夜探凶屋
晚间时分,容美人杀害姽婳的结果被公诸于府。容美人与姽婳结怨在先,原来容美人还在世子门下时还有个姐姐,姐姐在世时一直护着妹妹,后却因姽婳而死,所以容美人一直记恨在心,奈何羽翼未丰,又生性胆小才得假作依附于姽婳。案发当天,容美人先是与姽婳发生争执,失手用镫台砸伤了姽婳,然后为了不被人发现,一不做二不休将姽婳溺死浴盆中,为了逃罪,便威胁侍人小奎为其隐瞒,制造不在场的假象。而姽婳身上多处腐蚀之伤,也皆为容美人送的掺有毒药的药膏所致。
我没想到穆苏动作这么快。
“主人,要不咱们回去吧?妙陶总觉得这里怪渗人的。”妙陶托着一盏镫台,微弱的烛光摇曳着诡异的舞姿。
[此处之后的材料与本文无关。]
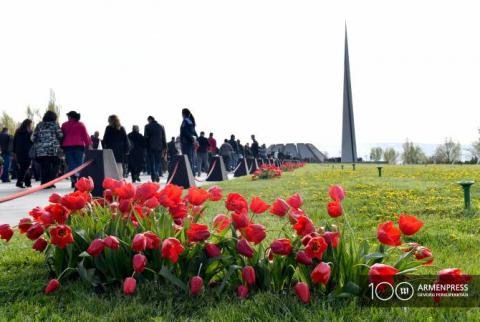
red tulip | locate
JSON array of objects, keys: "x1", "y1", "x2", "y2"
[
  {"x1": 205, "y1": 243, "x2": 222, "y2": 258},
  {"x1": 237, "y1": 239, "x2": 253, "y2": 258},
  {"x1": 132, "y1": 234, "x2": 147, "y2": 252},
  {"x1": 287, "y1": 193, "x2": 303, "y2": 209},
  {"x1": 45, "y1": 204, "x2": 69, "y2": 225},
  {"x1": 50, "y1": 225, "x2": 74, "y2": 249},
  {"x1": 123, "y1": 277, "x2": 137, "y2": 295},
  {"x1": 327, "y1": 201, "x2": 343, "y2": 218},
  {"x1": 295, "y1": 250, "x2": 312, "y2": 266},
  {"x1": 168, "y1": 202, "x2": 188, "y2": 219},
  {"x1": 103, "y1": 236, "x2": 120, "y2": 249},
  {"x1": 187, "y1": 223, "x2": 210, "y2": 243},
  {"x1": 368, "y1": 263, "x2": 399, "y2": 292},
  {"x1": 143, "y1": 231, "x2": 162, "y2": 249},
  {"x1": 302, "y1": 231, "x2": 320, "y2": 246},
  {"x1": 27, "y1": 223, "x2": 45, "y2": 240},
  {"x1": 245, "y1": 224, "x2": 267, "y2": 245},
  {"x1": 398, "y1": 214, "x2": 423, "y2": 236},
  {"x1": 45, "y1": 279, "x2": 60, "y2": 294},
  {"x1": 250, "y1": 197, "x2": 270, "y2": 214},
  {"x1": 270, "y1": 198, "x2": 290, "y2": 217},
  {"x1": 293, "y1": 282, "x2": 310, "y2": 304},
  {"x1": 75, "y1": 177, "x2": 94, "y2": 192},
  {"x1": 377, "y1": 221, "x2": 402, "y2": 246},
  {"x1": 208, "y1": 186, "x2": 223, "y2": 201},
  {"x1": 155, "y1": 184, "x2": 183, "y2": 208},
  {"x1": 18, "y1": 218, "x2": 33, "y2": 234},
  {"x1": 87, "y1": 238, "x2": 105, "y2": 257},
  {"x1": 145, "y1": 196, "x2": 160, "y2": 209},
  {"x1": 270, "y1": 238, "x2": 292, "y2": 256},
  {"x1": 322, "y1": 231, "x2": 340, "y2": 248},
  {"x1": 135, "y1": 182, "x2": 160, "y2": 201},
  {"x1": 61, "y1": 191, "x2": 89, "y2": 211},
  {"x1": 32, "y1": 238, "x2": 48, "y2": 253},
  {"x1": 213, "y1": 214, "x2": 232, "y2": 233},
  {"x1": 237, "y1": 285, "x2": 248, "y2": 299},
  {"x1": 132, "y1": 254, "x2": 147, "y2": 273},
  {"x1": 310, "y1": 262, "x2": 331, "y2": 285},
  {"x1": 328, "y1": 185, "x2": 345, "y2": 202},
  {"x1": 293, "y1": 216, "x2": 315, "y2": 236},
  {"x1": 415, "y1": 246, "x2": 433, "y2": 265},
  {"x1": 242, "y1": 266, "x2": 255, "y2": 285},
  {"x1": 0, "y1": 224, "x2": 13, "y2": 242},
  {"x1": 187, "y1": 187, "x2": 210, "y2": 206},
  {"x1": 232, "y1": 209, "x2": 250, "y2": 229},
  {"x1": 162, "y1": 238, "x2": 184, "y2": 264},
  {"x1": 305, "y1": 237, "x2": 328, "y2": 260},
  {"x1": 190, "y1": 276, "x2": 203, "y2": 296},
  {"x1": 112, "y1": 182, "x2": 136, "y2": 199},
  {"x1": 225, "y1": 193, "x2": 248, "y2": 213},
  {"x1": 48, "y1": 192, "x2": 62, "y2": 203}
]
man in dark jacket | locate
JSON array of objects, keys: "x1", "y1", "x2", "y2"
[
  {"x1": 144, "y1": 116, "x2": 167, "y2": 182},
  {"x1": 250, "y1": 134, "x2": 259, "y2": 159},
  {"x1": 0, "y1": 127, "x2": 13, "y2": 182},
  {"x1": 128, "y1": 125, "x2": 145, "y2": 183},
  {"x1": 197, "y1": 131, "x2": 210, "y2": 177}
]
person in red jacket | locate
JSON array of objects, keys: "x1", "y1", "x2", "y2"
[{"x1": 62, "y1": 111, "x2": 92, "y2": 188}]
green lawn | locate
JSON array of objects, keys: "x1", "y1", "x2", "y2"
[{"x1": 0, "y1": 165, "x2": 480, "y2": 321}]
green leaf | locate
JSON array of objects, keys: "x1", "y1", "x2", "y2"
[{"x1": 159, "y1": 266, "x2": 188, "y2": 292}]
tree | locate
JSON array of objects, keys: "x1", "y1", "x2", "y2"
[
  {"x1": 0, "y1": 111, "x2": 18, "y2": 134},
  {"x1": 433, "y1": 138, "x2": 462, "y2": 164},
  {"x1": 370, "y1": 146, "x2": 383, "y2": 162},
  {"x1": 25, "y1": 105, "x2": 42, "y2": 123},
  {"x1": 383, "y1": 148, "x2": 399, "y2": 164},
  {"x1": 402, "y1": 139, "x2": 427, "y2": 164},
  {"x1": 47, "y1": 88, "x2": 62, "y2": 116}
]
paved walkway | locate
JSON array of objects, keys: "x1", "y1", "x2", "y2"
[{"x1": 0, "y1": 174, "x2": 233, "y2": 225}]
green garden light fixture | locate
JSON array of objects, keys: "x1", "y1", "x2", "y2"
[{"x1": 458, "y1": 180, "x2": 475, "y2": 209}]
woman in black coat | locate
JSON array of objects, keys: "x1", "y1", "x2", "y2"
[
  {"x1": 128, "y1": 125, "x2": 146, "y2": 182},
  {"x1": 13, "y1": 119, "x2": 33, "y2": 188},
  {"x1": 102, "y1": 115, "x2": 129, "y2": 177}
]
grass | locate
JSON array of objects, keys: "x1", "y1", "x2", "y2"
[{"x1": 0, "y1": 165, "x2": 480, "y2": 321}]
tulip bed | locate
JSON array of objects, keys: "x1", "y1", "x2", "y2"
[{"x1": 0, "y1": 166, "x2": 478, "y2": 319}]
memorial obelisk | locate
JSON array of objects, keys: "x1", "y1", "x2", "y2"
[{"x1": 342, "y1": 26, "x2": 357, "y2": 163}]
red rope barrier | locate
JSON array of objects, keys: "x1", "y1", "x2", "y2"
[{"x1": 0, "y1": 160, "x2": 93, "y2": 203}]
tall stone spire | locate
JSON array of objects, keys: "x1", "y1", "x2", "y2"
[{"x1": 342, "y1": 25, "x2": 357, "y2": 163}]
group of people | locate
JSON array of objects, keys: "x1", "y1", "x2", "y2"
[{"x1": 0, "y1": 108, "x2": 266, "y2": 188}]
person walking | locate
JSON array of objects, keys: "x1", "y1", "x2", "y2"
[
  {"x1": 228, "y1": 134, "x2": 238, "y2": 168},
  {"x1": 237, "y1": 140, "x2": 245, "y2": 160},
  {"x1": 102, "y1": 115, "x2": 130, "y2": 178},
  {"x1": 62, "y1": 111, "x2": 92, "y2": 188},
  {"x1": 13, "y1": 119, "x2": 33, "y2": 188},
  {"x1": 144, "y1": 116, "x2": 167, "y2": 182},
  {"x1": 0, "y1": 127, "x2": 13, "y2": 183},
  {"x1": 208, "y1": 132, "x2": 218, "y2": 162},
  {"x1": 90, "y1": 131, "x2": 100, "y2": 150},
  {"x1": 219, "y1": 139, "x2": 235, "y2": 171},
  {"x1": 197, "y1": 131, "x2": 210, "y2": 177},
  {"x1": 180, "y1": 108, "x2": 198, "y2": 173},
  {"x1": 250, "y1": 134, "x2": 259, "y2": 159},
  {"x1": 128, "y1": 125, "x2": 146, "y2": 183},
  {"x1": 32, "y1": 111, "x2": 63, "y2": 189},
  {"x1": 167, "y1": 136, "x2": 178, "y2": 173}
]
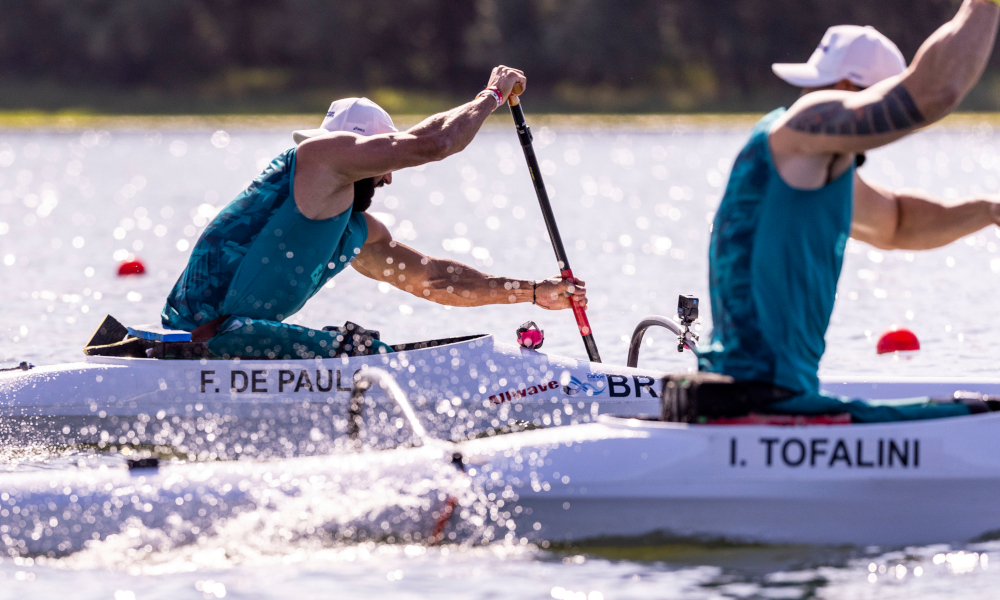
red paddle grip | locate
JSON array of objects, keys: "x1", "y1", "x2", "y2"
[{"x1": 559, "y1": 269, "x2": 590, "y2": 335}]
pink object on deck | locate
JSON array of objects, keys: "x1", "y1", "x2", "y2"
[{"x1": 517, "y1": 321, "x2": 545, "y2": 350}]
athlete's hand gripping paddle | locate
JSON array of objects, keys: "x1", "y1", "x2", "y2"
[{"x1": 507, "y1": 96, "x2": 601, "y2": 362}]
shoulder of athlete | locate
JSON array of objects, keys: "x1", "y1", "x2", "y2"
[
  {"x1": 361, "y1": 213, "x2": 392, "y2": 247},
  {"x1": 295, "y1": 132, "x2": 359, "y2": 181}
]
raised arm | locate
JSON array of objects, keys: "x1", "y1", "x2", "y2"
[
  {"x1": 294, "y1": 66, "x2": 527, "y2": 219},
  {"x1": 770, "y1": 0, "x2": 1000, "y2": 155},
  {"x1": 851, "y1": 176, "x2": 1000, "y2": 250},
  {"x1": 351, "y1": 216, "x2": 587, "y2": 310}
]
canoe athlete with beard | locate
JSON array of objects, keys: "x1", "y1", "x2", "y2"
[{"x1": 161, "y1": 66, "x2": 586, "y2": 358}]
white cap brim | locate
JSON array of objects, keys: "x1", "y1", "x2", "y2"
[
  {"x1": 292, "y1": 128, "x2": 331, "y2": 144},
  {"x1": 771, "y1": 63, "x2": 840, "y2": 87}
]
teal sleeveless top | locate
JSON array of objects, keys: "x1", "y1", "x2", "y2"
[
  {"x1": 161, "y1": 148, "x2": 368, "y2": 331},
  {"x1": 699, "y1": 108, "x2": 854, "y2": 394}
]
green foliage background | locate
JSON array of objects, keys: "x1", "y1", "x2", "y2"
[{"x1": 0, "y1": 0, "x2": 1000, "y2": 113}]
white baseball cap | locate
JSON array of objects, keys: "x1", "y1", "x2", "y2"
[
  {"x1": 292, "y1": 98, "x2": 399, "y2": 144},
  {"x1": 771, "y1": 25, "x2": 906, "y2": 88}
]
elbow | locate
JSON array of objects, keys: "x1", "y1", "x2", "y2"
[
  {"x1": 924, "y1": 83, "x2": 965, "y2": 122},
  {"x1": 424, "y1": 133, "x2": 457, "y2": 161}
]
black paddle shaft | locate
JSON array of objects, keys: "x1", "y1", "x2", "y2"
[{"x1": 510, "y1": 97, "x2": 601, "y2": 362}]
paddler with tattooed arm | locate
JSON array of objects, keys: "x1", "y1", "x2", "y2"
[
  {"x1": 699, "y1": 0, "x2": 1000, "y2": 422},
  {"x1": 162, "y1": 66, "x2": 586, "y2": 358}
]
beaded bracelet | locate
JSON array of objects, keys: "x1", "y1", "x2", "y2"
[{"x1": 476, "y1": 86, "x2": 504, "y2": 108}]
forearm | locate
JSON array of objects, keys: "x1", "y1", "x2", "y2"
[
  {"x1": 416, "y1": 259, "x2": 534, "y2": 306},
  {"x1": 906, "y1": 0, "x2": 1000, "y2": 122},
  {"x1": 407, "y1": 96, "x2": 497, "y2": 158},
  {"x1": 893, "y1": 192, "x2": 995, "y2": 250}
]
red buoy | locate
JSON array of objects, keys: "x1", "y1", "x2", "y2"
[
  {"x1": 118, "y1": 257, "x2": 146, "y2": 277},
  {"x1": 875, "y1": 329, "x2": 920, "y2": 354}
]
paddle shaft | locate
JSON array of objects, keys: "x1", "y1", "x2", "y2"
[{"x1": 509, "y1": 96, "x2": 601, "y2": 362}]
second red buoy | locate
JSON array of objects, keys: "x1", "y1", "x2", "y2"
[
  {"x1": 118, "y1": 258, "x2": 146, "y2": 277},
  {"x1": 875, "y1": 329, "x2": 920, "y2": 354}
]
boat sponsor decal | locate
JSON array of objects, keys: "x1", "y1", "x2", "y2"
[
  {"x1": 201, "y1": 369, "x2": 351, "y2": 394},
  {"x1": 729, "y1": 437, "x2": 920, "y2": 469},
  {"x1": 490, "y1": 381, "x2": 559, "y2": 404},
  {"x1": 563, "y1": 373, "x2": 608, "y2": 396},
  {"x1": 608, "y1": 375, "x2": 659, "y2": 398}
]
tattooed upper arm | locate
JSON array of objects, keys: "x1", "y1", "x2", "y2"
[{"x1": 788, "y1": 83, "x2": 926, "y2": 136}]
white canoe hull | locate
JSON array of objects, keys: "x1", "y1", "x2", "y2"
[
  {"x1": 463, "y1": 413, "x2": 1000, "y2": 546},
  {"x1": 0, "y1": 336, "x2": 1000, "y2": 458},
  {"x1": 0, "y1": 336, "x2": 662, "y2": 457}
]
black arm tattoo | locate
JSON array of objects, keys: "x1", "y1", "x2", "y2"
[{"x1": 788, "y1": 84, "x2": 925, "y2": 135}]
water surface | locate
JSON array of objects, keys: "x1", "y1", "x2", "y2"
[{"x1": 0, "y1": 126, "x2": 1000, "y2": 600}]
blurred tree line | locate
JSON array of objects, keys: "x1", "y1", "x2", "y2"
[{"x1": 0, "y1": 0, "x2": 1000, "y2": 112}]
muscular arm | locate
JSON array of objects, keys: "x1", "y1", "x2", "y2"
[
  {"x1": 351, "y1": 214, "x2": 587, "y2": 310},
  {"x1": 770, "y1": 0, "x2": 1000, "y2": 156},
  {"x1": 851, "y1": 175, "x2": 1000, "y2": 250}
]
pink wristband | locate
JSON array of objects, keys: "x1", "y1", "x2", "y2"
[{"x1": 476, "y1": 86, "x2": 503, "y2": 108}]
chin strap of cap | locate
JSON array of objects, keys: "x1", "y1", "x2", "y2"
[{"x1": 517, "y1": 321, "x2": 545, "y2": 350}]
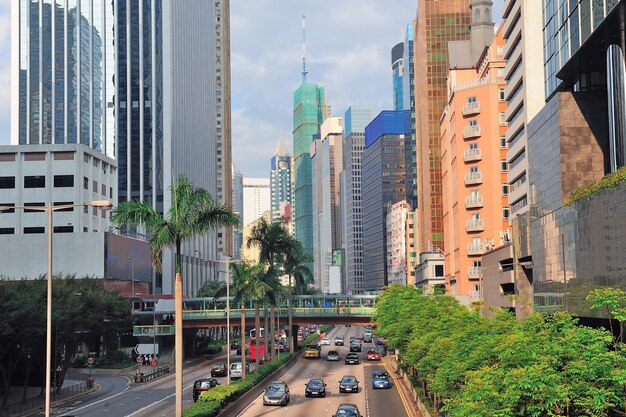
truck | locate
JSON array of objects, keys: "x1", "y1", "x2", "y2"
[{"x1": 304, "y1": 345, "x2": 322, "y2": 359}]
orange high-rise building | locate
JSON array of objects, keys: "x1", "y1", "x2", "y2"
[
  {"x1": 413, "y1": 0, "x2": 470, "y2": 252},
  {"x1": 440, "y1": 18, "x2": 510, "y2": 305}
]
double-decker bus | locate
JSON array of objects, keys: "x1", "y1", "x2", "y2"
[{"x1": 250, "y1": 336, "x2": 265, "y2": 361}]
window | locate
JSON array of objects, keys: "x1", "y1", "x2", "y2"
[
  {"x1": 0, "y1": 177, "x2": 15, "y2": 190},
  {"x1": 54, "y1": 175, "x2": 74, "y2": 188},
  {"x1": 24, "y1": 203, "x2": 46, "y2": 213}
]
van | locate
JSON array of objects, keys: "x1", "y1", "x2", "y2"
[{"x1": 230, "y1": 362, "x2": 250, "y2": 379}]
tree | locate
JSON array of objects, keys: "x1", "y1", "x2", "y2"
[{"x1": 112, "y1": 176, "x2": 239, "y2": 417}]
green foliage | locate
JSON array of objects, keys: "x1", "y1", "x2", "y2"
[
  {"x1": 565, "y1": 167, "x2": 626, "y2": 206},
  {"x1": 374, "y1": 286, "x2": 626, "y2": 417},
  {"x1": 183, "y1": 354, "x2": 291, "y2": 417}
]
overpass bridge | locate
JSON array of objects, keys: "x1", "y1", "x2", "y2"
[{"x1": 132, "y1": 295, "x2": 376, "y2": 336}]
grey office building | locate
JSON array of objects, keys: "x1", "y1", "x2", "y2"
[
  {"x1": 12, "y1": 0, "x2": 231, "y2": 294},
  {"x1": 362, "y1": 111, "x2": 411, "y2": 292}
]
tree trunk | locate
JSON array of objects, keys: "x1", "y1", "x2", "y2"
[
  {"x1": 240, "y1": 301, "x2": 246, "y2": 381},
  {"x1": 254, "y1": 302, "x2": 261, "y2": 369}
]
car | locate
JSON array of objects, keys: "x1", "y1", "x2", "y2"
[
  {"x1": 230, "y1": 362, "x2": 250, "y2": 379},
  {"x1": 304, "y1": 379, "x2": 326, "y2": 397},
  {"x1": 367, "y1": 349, "x2": 380, "y2": 361},
  {"x1": 372, "y1": 372, "x2": 391, "y2": 389},
  {"x1": 263, "y1": 381, "x2": 290, "y2": 405},
  {"x1": 333, "y1": 404, "x2": 363, "y2": 417},
  {"x1": 344, "y1": 353, "x2": 360, "y2": 365},
  {"x1": 193, "y1": 378, "x2": 219, "y2": 403},
  {"x1": 326, "y1": 350, "x2": 339, "y2": 361},
  {"x1": 211, "y1": 363, "x2": 226, "y2": 377},
  {"x1": 339, "y1": 375, "x2": 359, "y2": 392}
]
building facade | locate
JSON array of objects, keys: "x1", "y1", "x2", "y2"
[
  {"x1": 310, "y1": 117, "x2": 343, "y2": 292},
  {"x1": 292, "y1": 82, "x2": 327, "y2": 266},
  {"x1": 414, "y1": 0, "x2": 471, "y2": 251},
  {"x1": 340, "y1": 106, "x2": 374, "y2": 294},
  {"x1": 270, "y1": 140, "x2": 293, "y2": 222},
  {"x1": 362, "y1": 111, "x2": 411, "y2": 292}
]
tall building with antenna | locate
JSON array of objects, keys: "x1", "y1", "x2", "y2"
[{"x1": 292, "y1": 16, "x2": 327, "y2": 272}]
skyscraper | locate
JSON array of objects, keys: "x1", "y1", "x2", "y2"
[
  {"x1": 293, "y1": 82, "x2": 327, "y2": 264},
  {"x1": 270, "y1": 139, "x2": 293, "y2": 222},
  {"x1": 12, "y1": 0, "x2": 231, "y2": 294},
  {"x1": 340, "y1": 106, "x2": 374, "y2": 294},
  {"x1": 414, "y1": 0, "x2": 470, "y2": 252}
]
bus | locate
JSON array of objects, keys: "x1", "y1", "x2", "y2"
[{"x1": 250, "y1": 329, "x2": 265, "y2": 361}]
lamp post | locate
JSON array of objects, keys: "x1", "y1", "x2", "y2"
[{"x1": 0, "y1": 200, "x2": 113, "y2": 417}]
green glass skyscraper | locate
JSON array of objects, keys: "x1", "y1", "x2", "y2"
[{"x1": 293, "y1": 81, "x2": 327, "y2": 262}]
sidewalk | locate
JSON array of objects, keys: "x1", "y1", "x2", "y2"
[{"x1": 383, "y1": 355, "x2": 431, "y2": 417}]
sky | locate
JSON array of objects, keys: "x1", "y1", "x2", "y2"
[{"x1": 0, "y1": 0, "x2": 504, "y2": 177}]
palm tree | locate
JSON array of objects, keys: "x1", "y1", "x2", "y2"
[
  {"x1": 229, "y1": 261, "x2": 267, "y2": 379},
  {"x1": 111, "y1": 176, "x2": 239, "y2": 417}
]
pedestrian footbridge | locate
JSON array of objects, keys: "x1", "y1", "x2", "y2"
[{"x1": 132, "y1": 295, "x2": 376, "y2": 336}]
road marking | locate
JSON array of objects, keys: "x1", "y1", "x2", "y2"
[{"x1": 383, "y1": 361, "x2": 413, "y2": 416}]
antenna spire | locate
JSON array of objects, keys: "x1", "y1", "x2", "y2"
[{"x1": 302, "y1": 15, "x2": 309, "y2": 84}]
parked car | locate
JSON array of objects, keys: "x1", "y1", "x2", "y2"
[
  {"x1": 372, "y1": 371, "x2": 391, "y2": 389},
  {"x1": 211, "y1": 363, "x2": 226, "y2": 377},
  {"x1": 333, "y1": 404, "x2": 363, "y2": 417},
  {"x1": 326, "y1": 350, "x2": 339, "y2": 361},
  {"x1": 193, "y1": 378, "x2": 219, "y2": 403},
  {"x1": 230, "y1": 362, "x2": 250, "y2": 379},
  {"x1": 339, "y1": 375, "x2": 359, "y2": 392},
  {"x1": 263, "y1": 381, "x2": 290, "y2": 405},
  {"x1": 344, "y1": 353, "x2": 360, "y2": 365},
  {"x1": 367, "y1": 349, "x2": 380, "y2": 361},
  {"x1": 304, "y1": 379, "x2": 326, "y2": 397}
]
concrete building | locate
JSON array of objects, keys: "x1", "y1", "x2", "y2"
[
  {"x1": 292, "y1": 80, "x2": 327, "y2": 267},
  {"x1": 241, "y1": 177, "x2": 271, "y2": 228},
  {"x1": 391, "y1": 42, "x2": 405, "y2": 111},
  {"x1": 362, "y1": 111, "x2": 411, "y2": 292},
  {"x1": 270, "y1": 139, "x2": 293, "y2": 222},
  {"x1": 440, "y1": 1, "x2": 510, "y2": 305},
  {"x1": 11, "y1": 0, "x2": 231, "y2": 294},
  {"x1": 340, "y1": 106, "x2": 374, "y2": 294},
  {"x1": 409, "y1": 0, "x2": 470, "y2": 252},
  {"x1": 232, "y1": 164, "x2": 244, "y2": 259},
  {"x1": 310, "y1": 117, "x2": 343, "y2": 292},
  {"x1": 386, "y1": 200, "x2": 411, "y2": 285}
]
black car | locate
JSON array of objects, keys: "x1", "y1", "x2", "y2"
[
  {"x1": 263, "y1": 381, "x2": 289, "y2": 405},
  {"x1": 344, "y1": 353, "x2": 360, "y2": 365},
  {"x1": 339, "y1": 375, "x2": 359, "y2": 392},
  {"x1": 193, "y1": 378, "x2": 219, "y2": 403},
  {"x1": 211, "y1": 363, "x2": 227, "y2": 377},
  {"x1": 304, "y1": 379, "x2": 326, "y2": 397},
  {"x1": 350, "y1": 342, "x2": 361, "y2": 352},
  {"x1": 333, "y1": 404, "x2": 363, "y2": 417}
]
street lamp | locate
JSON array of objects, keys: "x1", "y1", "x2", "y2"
[
  {"x1": 0, "y1": 200, "x2": 113, "y2": 417},
  {"x1": 209, "y1": 254, "x2": 239, "y2": 385}
]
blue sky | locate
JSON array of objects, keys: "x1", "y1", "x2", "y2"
[{"x1": 0, "y1": 0, "x2": 504, "y2": 177}]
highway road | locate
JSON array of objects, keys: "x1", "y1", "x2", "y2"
[
  {"x1": 238, "y1": 326, "x2": 409, "y2": 417},
  {"x1": 51, "y1": 351, "x2": 254, "y2": 417}
]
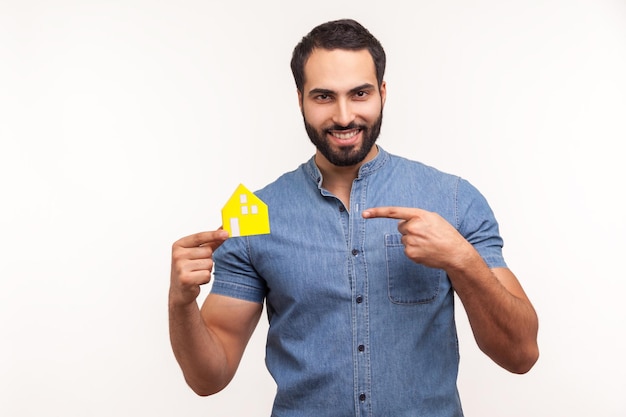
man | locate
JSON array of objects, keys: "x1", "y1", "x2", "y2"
[{"x1": 169, "y1": 20, "x2": 538, "y2": 417}]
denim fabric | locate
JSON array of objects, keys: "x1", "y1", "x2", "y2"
[{"x1": 211, "y1": 148, "x2": 506, "y2": 417}]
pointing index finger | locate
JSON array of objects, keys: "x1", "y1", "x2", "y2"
[
  {"x1": 175, "y1": 228, "x2": 228, "y2": 248},
  {"x1": 362, "y1": 207, "x2": 420, "y2": 220}
]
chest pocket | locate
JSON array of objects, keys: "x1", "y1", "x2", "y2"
[{"x1": 385, "y1": 234, "x2": 444, "y2": 304}]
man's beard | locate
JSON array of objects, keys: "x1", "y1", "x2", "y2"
[{"x1": 303, "y1": 110, "x2": 383, "y2": 167}]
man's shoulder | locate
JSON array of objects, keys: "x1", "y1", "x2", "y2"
[{"x1": 388, "y1": 153, "x2": 459, "y2": 181}]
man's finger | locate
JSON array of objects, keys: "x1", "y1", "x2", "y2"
[
  {"x1": 362, "y1": 207, "x2": 422, "y2": 220},
  {"x1": 174, "y1": 228, "x2": 228, "y2": 249}
]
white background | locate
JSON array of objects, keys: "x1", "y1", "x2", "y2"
[{"x1": 0, "y1": 0, "x2": 626, "y2": 417}]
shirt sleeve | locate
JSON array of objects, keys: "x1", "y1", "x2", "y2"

“照近点妙陶,我看不清。”我拉了把妙陶,仔细搜寻着姽婳屋里可能留下的每处可以痕迹。
“主人,这屋子已经被封锁起来,我们这样偷偷进来万一被发现了怎么办?”
“嘘,正是被封锁起来,我们才有偷偷进来一探究竟的价值,否则凶手留下的痕迹就被破坏了。”察觉到妙陶的担忧,我安慰道:“别心虚,咱们这么小心,只要不破坏现场,穆苏他知道了最多也就口头警告,罚几天禁闭。再说了,这不是没人了吗?兴许,咱们还能把案子破了呢?”我拿起桌上的镫台端详。
这屋子原是四人轮流看守,如今结果通告,院内外的人也就都撤离了。
“可是主人,毕竟这人命案子非同小可,公子定然很重视,既然结果已经通告,便是定案了。而且这里都被宿寒大人他们检查了好多遍了,咱们还能查出什么来?”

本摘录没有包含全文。